To accommodate such use cases, the value of CMA’s Intellectual Property has been extended with the deployment of the MAPP Analytics Console for New York State. This secure and dynamic environment enables authorized end-users to self-provision a virtual desktop, curated datasets from the state’s Medicaid Data Warehouse, and leverage the power of Tableau to conduct timely queries and analysis on their own. As a result, approved stakeholders can now to generate their own, customized dashboards reflecting any one of the important metrics for their value based payment arrangement. These dashboards can include visualizations of Potentially Avoidable Complications; Comparison of Cost of Services between their organization, and others treating the same episodic bundle; as well as High-Risk/High-Cost patient information, to better manage their care and identify “outlier” providers based upon cost or outcomes.

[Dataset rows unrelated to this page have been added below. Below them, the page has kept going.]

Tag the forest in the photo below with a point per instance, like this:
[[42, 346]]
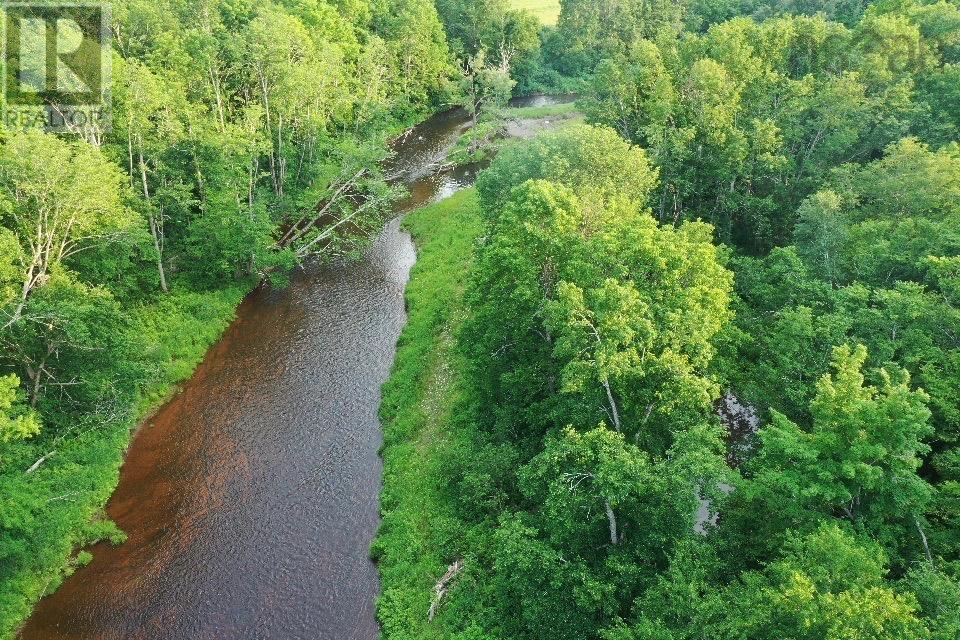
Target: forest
[[760, 202]]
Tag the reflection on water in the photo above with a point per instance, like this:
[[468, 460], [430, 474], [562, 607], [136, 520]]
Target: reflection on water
[[251, 498]]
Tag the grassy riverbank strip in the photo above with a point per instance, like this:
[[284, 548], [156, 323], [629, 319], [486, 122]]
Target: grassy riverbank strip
[[419, 532], [482, 142]]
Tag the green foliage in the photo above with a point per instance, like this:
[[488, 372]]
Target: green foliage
[[246, 138], [419, 534], [747, 119], [17, 422]]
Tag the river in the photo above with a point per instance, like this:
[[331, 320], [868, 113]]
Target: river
[[251, 498]]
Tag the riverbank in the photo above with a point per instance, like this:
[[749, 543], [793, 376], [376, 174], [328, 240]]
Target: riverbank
[[419, 531], [182, 326]]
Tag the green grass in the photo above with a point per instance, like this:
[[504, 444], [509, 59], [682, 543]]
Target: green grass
[[419, 532], [566, 109], [181, 326], [547, 10]]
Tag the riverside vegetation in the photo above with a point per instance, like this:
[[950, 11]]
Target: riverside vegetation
[[765, 198], [767, 204]]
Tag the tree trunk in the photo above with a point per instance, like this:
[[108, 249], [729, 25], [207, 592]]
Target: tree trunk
[[613, 405], [155, 228]]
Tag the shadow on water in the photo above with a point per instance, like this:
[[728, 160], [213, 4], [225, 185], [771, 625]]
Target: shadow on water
[[251, 498]]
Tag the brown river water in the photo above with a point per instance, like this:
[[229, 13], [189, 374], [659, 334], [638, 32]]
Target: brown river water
[[251, 498]]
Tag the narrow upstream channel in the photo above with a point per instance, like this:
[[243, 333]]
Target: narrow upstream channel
[[251, 498]]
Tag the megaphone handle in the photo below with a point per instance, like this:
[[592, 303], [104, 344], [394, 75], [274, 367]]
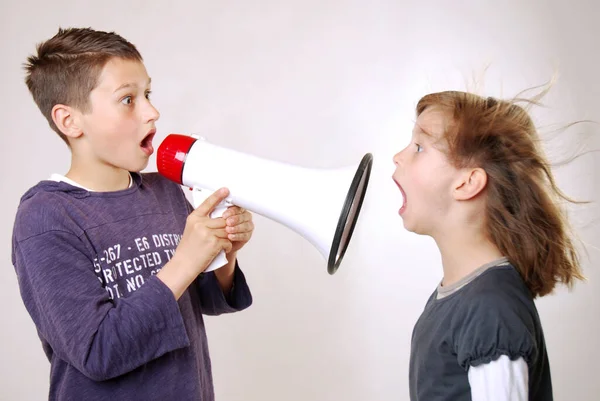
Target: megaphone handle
[[198, 197]]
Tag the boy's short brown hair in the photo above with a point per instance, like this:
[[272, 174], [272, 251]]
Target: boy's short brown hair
[[67, 66]]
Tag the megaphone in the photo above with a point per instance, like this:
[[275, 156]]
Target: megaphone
[[321, 205]]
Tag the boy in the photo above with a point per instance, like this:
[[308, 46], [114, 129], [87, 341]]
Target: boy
[[110, 261]]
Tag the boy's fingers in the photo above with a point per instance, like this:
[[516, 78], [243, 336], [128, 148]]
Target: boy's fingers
[[211, 202], [233, 210]]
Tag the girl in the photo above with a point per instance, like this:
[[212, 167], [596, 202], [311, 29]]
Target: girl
[[474, 179]]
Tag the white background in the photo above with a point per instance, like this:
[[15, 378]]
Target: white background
[[318, 84]]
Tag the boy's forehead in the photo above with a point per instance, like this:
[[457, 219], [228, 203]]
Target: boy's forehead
[[117, 73]]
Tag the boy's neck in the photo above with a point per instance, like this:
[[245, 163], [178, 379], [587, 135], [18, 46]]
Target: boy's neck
[[100, 179], [464, 252]]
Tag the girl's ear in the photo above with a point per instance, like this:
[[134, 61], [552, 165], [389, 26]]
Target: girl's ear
[[470, 183]]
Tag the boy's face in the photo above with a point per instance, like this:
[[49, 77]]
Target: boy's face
[[119, 127], [425, 176]]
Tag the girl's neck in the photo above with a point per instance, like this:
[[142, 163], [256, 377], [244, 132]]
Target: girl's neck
[[462, 253]]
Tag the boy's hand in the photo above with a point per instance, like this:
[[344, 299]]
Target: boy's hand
[[239, 226], [203, 237]]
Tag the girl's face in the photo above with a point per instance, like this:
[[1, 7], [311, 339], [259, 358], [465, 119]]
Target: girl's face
[[425, 176]]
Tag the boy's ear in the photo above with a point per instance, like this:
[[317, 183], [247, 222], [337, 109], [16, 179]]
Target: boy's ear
[[66, 120], [470, 183]]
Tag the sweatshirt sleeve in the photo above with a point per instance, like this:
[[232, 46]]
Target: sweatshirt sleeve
[[212, 299], [101, 337]]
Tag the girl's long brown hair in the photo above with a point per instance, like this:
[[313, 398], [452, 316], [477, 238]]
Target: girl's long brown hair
[[523, 214]]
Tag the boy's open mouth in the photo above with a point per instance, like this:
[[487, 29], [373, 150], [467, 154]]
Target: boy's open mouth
[[146, 143], [403, 197]]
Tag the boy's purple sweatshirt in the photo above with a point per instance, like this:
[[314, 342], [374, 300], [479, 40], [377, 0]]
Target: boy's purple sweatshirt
[[86, 265]]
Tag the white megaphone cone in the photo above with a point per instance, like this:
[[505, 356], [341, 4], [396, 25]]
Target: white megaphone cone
[[320, 205]]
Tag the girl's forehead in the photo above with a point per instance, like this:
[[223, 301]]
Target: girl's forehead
[[432, 122]]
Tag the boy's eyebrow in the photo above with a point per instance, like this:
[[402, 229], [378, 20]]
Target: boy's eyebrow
[[130, 85]]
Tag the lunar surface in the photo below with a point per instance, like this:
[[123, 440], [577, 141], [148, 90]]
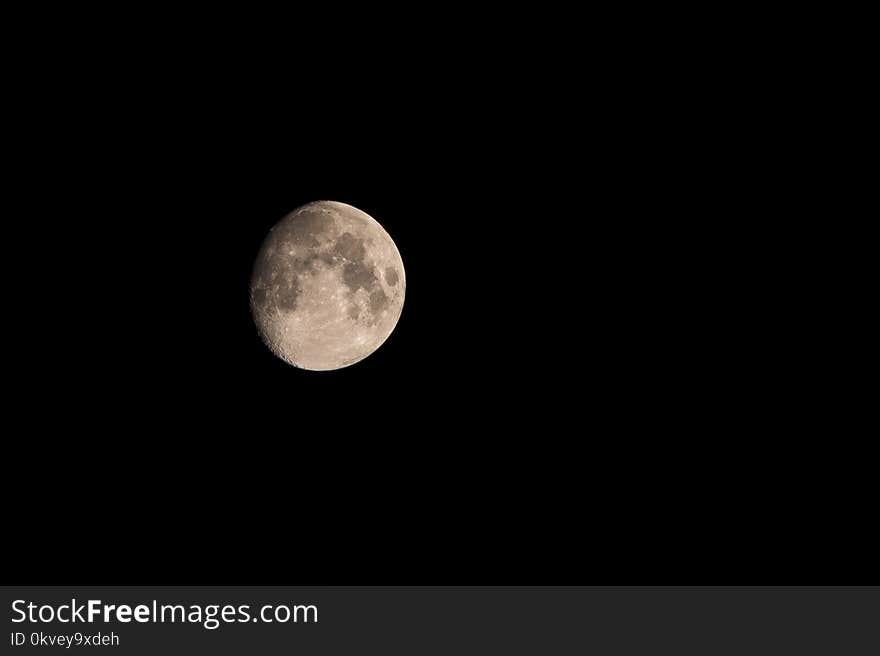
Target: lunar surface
[[327, 287]]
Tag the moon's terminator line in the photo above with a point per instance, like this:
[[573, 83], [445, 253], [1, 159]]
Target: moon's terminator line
[[327, 287]]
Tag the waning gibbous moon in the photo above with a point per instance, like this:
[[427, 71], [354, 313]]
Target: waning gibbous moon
[[327, 286]]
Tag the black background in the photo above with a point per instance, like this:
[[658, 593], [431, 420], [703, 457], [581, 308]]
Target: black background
[[595, 378]]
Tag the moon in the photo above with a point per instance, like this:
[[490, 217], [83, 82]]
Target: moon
[[327, 286]]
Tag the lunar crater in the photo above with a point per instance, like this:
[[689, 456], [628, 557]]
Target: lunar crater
[[328, 286]]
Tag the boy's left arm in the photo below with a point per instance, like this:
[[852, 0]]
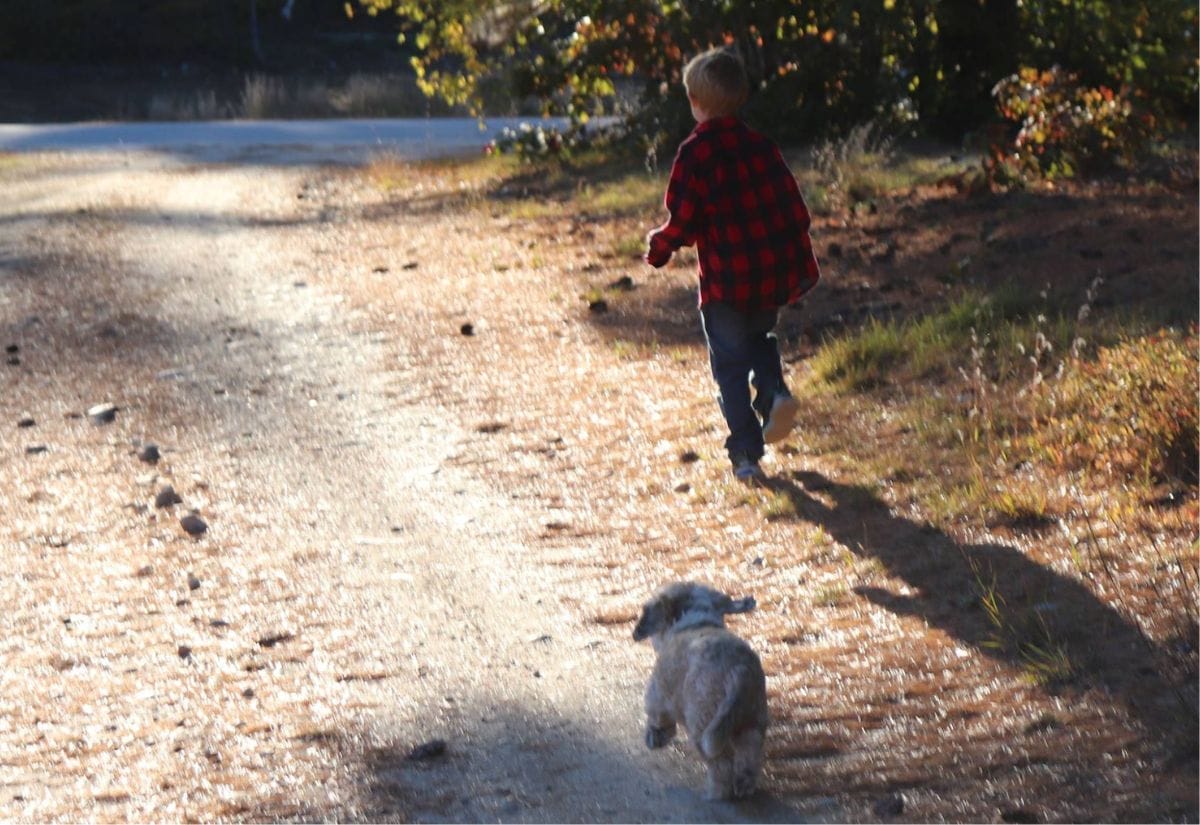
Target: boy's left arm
[[684, 203]]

The powerful combination of CMA and Tableau is highly extensible to organizations outside of State Medicaid Operations. Whether it’s a commercial insurer moving to value-based benefit programs, or a research organization advancing new products and services, there are instances where individuals require access to unified data from a variety of sources, to visualize, analyze and advance their organizational missions.
In response to these marketplace challenges, CMA once again leveraged its Intellectual Property to develop Mosaic Insights, a general purpose, commercialized product that facilitates an Amazon-like experience for knowledge workers. These workers can view and provision data for analysis and visualization on either their desktops or in a highly-secure virtual desktop interface. Mosaic Insights enables disparate sources of data to be transported at scale from systems of record to a unifying publication layer that serves much like a catalog. A subscription to a personalized desktop interface, which features Tableau, enables authorized users to quickly provision data from the publication layer and to conduct analyses on a self-service basis.